To have grown up in the culture of the late 20th century is to know that then nearly everybody had come to the conclusion that religion was a thing that would slowly die out; the thought of its making a return would have been deemed as remarkable as dinosaurs returning. Marxist historians, so beloved of that era, loved to talk of the “flow of history,” but what they didn’t reckon on was that, in the words of Chesterton, “A dead thing goes with the stream, but only a living thing can go against it.” And to the horror of such Marxist academics there was, and still is today, something swimming against the current, as it always did, and always will.

After the most savage persecutions, from the fury of the earliest Roman oppression right through to the rage of the French Revolution, from the more recent assaults of atheistic Marxism to the ongoing clash with today’s culture of death, the Church persists. All around kingdoms rise and fall, states are born then overthrown, yet somehow the Faith continues on her way. But it is not just that, it has an even stranger and more “weird tenacity”; it has survived not only war and persecutions, but also the perils of peace. Perhaps the more extraordinary observation that Chesterton makes, and a consoling one at that, is that the Faith has not only often been “killed” but that it has also died of old age. And, still, it rises.

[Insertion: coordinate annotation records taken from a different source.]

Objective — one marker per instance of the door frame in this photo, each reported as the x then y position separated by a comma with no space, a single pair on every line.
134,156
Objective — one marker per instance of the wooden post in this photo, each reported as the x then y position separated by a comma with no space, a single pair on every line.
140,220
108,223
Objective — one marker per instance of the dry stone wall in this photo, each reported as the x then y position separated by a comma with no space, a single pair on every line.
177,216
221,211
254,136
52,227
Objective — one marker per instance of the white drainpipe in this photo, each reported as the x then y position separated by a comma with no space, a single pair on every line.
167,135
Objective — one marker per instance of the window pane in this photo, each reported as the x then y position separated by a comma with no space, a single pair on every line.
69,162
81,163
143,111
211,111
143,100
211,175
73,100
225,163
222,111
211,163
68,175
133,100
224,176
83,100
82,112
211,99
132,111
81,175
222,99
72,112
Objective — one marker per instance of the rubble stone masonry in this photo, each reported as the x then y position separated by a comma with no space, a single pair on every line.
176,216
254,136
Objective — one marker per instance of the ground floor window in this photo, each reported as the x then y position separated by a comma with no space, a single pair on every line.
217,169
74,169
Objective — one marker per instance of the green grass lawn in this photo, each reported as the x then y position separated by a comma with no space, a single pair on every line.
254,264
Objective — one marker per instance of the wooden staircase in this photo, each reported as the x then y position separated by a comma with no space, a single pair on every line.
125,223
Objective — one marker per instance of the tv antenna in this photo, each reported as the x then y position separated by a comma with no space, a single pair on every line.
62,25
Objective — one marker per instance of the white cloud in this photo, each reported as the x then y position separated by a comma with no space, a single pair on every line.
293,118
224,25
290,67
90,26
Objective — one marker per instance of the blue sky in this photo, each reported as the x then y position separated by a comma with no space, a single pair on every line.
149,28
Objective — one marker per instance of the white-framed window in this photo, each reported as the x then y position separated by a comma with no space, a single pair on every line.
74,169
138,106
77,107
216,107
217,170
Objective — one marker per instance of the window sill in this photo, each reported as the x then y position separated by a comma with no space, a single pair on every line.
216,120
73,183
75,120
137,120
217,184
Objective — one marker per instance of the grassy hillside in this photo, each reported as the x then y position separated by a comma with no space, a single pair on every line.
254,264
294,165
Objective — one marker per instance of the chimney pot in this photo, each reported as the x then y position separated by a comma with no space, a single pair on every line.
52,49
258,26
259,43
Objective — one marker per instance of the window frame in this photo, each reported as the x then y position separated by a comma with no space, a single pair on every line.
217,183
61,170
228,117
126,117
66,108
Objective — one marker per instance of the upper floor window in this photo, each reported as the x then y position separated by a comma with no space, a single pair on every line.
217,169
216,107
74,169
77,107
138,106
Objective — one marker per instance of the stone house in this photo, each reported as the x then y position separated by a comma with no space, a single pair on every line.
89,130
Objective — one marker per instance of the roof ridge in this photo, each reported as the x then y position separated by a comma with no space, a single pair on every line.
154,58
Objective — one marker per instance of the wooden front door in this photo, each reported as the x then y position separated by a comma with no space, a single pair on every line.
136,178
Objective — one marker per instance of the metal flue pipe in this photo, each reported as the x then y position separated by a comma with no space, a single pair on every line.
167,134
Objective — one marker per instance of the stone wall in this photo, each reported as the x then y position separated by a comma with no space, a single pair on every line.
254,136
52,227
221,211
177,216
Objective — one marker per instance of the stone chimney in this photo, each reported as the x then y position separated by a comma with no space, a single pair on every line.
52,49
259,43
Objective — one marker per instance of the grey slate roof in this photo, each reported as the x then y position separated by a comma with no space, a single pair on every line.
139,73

It has not only died often, therefore, but also — as we can see all too clearly — degenerated and decayed as well, and, thereafter — and note this — “survived,” says Chesterton, “its own weakness … even its own surrender.”

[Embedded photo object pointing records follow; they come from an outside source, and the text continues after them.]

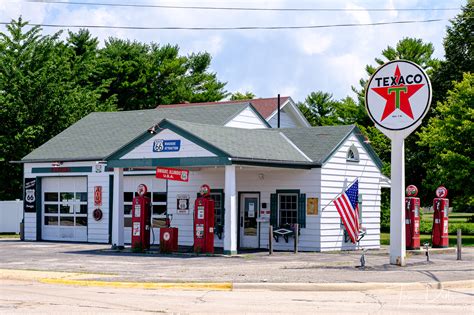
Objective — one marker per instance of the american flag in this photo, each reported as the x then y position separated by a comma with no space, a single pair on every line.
348,208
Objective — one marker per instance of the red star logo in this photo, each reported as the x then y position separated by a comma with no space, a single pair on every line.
397,96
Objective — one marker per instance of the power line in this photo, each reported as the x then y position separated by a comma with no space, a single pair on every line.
138,5
230,28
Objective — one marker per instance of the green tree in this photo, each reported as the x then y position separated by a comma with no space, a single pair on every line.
320,109
412,49
39,97
242,96
449,137
459,53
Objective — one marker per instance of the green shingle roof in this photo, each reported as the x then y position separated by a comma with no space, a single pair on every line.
245,143
100,134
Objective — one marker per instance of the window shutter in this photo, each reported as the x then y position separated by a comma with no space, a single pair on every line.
302,211
273,210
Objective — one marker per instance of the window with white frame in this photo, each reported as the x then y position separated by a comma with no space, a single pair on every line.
287,208
65,208
352,154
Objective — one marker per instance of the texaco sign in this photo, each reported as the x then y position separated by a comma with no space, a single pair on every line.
398,95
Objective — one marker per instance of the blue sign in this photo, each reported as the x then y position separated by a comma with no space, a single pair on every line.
160,145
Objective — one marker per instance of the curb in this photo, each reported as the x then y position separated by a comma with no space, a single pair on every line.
353,286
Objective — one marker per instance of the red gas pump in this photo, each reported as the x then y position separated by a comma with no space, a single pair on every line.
440,218
204,222
412,218
168,237
141,219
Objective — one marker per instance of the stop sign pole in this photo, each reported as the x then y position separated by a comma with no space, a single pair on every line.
397,98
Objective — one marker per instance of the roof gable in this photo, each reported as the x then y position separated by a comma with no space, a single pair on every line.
100,134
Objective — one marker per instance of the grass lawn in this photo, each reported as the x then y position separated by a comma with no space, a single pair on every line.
9,235
467,240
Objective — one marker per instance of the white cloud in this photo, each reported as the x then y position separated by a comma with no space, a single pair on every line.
313,42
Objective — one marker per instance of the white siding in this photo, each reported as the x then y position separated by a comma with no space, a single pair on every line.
246,119
11,214
188,148
336,174
98,231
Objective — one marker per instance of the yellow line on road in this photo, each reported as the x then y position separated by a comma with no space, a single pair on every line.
226,286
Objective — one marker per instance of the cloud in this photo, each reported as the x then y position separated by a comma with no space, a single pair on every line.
312,42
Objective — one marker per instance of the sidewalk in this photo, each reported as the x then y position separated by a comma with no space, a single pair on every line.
303,271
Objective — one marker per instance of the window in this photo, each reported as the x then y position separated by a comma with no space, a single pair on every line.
352,154
65,209
287,209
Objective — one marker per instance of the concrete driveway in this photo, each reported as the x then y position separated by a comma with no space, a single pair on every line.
256,267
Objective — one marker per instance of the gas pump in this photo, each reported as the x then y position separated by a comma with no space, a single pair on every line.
412,218
141,219
204,222
439,232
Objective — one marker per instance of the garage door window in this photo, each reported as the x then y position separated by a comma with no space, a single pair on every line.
65,209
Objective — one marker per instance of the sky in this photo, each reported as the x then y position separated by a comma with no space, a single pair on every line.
292,62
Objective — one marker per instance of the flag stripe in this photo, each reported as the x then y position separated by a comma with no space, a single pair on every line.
348,209
345,215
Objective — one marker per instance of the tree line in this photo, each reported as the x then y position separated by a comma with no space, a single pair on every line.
48,83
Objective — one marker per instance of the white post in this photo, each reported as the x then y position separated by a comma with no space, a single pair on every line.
397,202
231,220
117,216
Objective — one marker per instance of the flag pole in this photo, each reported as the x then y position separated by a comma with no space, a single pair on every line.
343,190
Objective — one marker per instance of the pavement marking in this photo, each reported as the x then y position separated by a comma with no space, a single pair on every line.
226,286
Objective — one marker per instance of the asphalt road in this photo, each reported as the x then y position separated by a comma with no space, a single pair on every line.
31,297
259,267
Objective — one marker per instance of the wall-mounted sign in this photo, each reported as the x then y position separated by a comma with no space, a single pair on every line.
98,196
312,206
182,204
29,204
161,145
172,174
398,95
97,214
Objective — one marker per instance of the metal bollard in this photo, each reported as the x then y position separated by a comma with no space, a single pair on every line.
270,240
426,246
296,238
459,244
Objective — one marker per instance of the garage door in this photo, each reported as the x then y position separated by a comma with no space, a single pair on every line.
64,209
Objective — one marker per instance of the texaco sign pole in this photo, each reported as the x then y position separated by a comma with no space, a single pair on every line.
397,98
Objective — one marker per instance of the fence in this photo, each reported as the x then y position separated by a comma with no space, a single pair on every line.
11,214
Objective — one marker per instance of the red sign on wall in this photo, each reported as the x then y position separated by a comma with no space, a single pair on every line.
172,174
98,196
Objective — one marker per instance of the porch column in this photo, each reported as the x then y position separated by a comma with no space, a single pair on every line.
231,220
117,216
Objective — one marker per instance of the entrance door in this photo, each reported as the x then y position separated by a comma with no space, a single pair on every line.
249,210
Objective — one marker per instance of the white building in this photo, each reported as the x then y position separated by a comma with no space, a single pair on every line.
229,146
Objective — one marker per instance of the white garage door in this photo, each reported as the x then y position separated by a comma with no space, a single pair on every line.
64,209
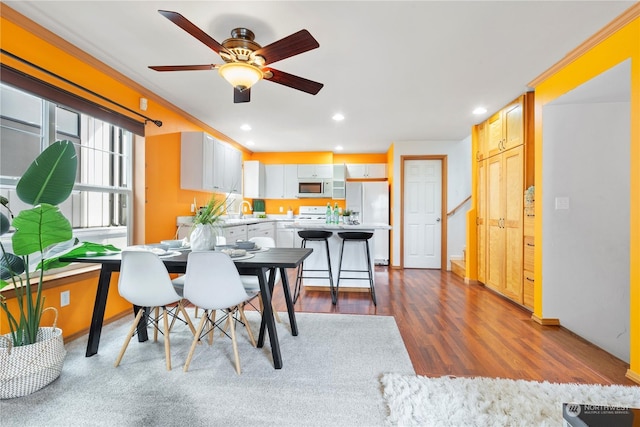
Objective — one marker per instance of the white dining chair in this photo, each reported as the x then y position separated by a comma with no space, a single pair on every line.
178,282
251,283
212,283
145,282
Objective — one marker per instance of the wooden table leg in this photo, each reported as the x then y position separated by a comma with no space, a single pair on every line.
290,306
98,310
267,317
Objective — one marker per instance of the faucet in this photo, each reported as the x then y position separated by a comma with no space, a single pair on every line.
241,206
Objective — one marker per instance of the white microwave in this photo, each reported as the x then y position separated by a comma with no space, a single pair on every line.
314,188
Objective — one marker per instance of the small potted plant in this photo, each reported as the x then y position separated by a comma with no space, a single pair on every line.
32,355
206,225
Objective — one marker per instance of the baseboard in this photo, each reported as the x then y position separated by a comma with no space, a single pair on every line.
85,331
545,321
342,289
633,376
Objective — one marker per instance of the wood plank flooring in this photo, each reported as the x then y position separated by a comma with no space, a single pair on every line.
451,328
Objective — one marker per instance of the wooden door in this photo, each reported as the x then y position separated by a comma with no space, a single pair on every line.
422,210
513,165
495,236
481,220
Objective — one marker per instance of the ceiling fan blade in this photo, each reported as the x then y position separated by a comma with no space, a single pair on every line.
192,29
294,82
241,96
294,44
183,67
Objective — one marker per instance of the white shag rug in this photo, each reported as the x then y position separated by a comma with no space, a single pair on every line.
455,401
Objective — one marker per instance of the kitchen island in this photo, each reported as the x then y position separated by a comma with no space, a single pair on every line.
354,257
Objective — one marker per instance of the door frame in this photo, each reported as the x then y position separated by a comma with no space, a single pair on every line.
443,205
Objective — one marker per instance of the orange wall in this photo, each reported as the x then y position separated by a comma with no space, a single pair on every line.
272,206
623,44
163,198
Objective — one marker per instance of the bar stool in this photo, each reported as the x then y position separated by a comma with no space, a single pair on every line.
317,236
357,236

Now, that really is remarkable. Surely remarkable enough to point to something, or Someone, in charge of the real flow of history. This leaves one to conclude that it is not so much the concept of “flow” with which we disagree with Marxist historians as that flow’s eventual destination.

Chesterton wrote:

 It would seem that sooner or later even its enemies will learn from their incessant and interminable disappointments not to look for anything so simple as its [the Church’s] death. They may continue to war with it, but it will be as they war with nature; as they war with the landscape, as they war with the skies. They will watch for it to stumble; they will watch for it to err; they will no longer watch for it to end.

Today, we watch as the Church “stumbles” once more. But be under no illusion, it is not the end.

The Church has “died” many times. Yet, in spite of all those who cloud and compromise its message, even the shepherds who turn out to be wolves, the Church will always rise again, for it is the beloved Bride of a God no grave could ever hold.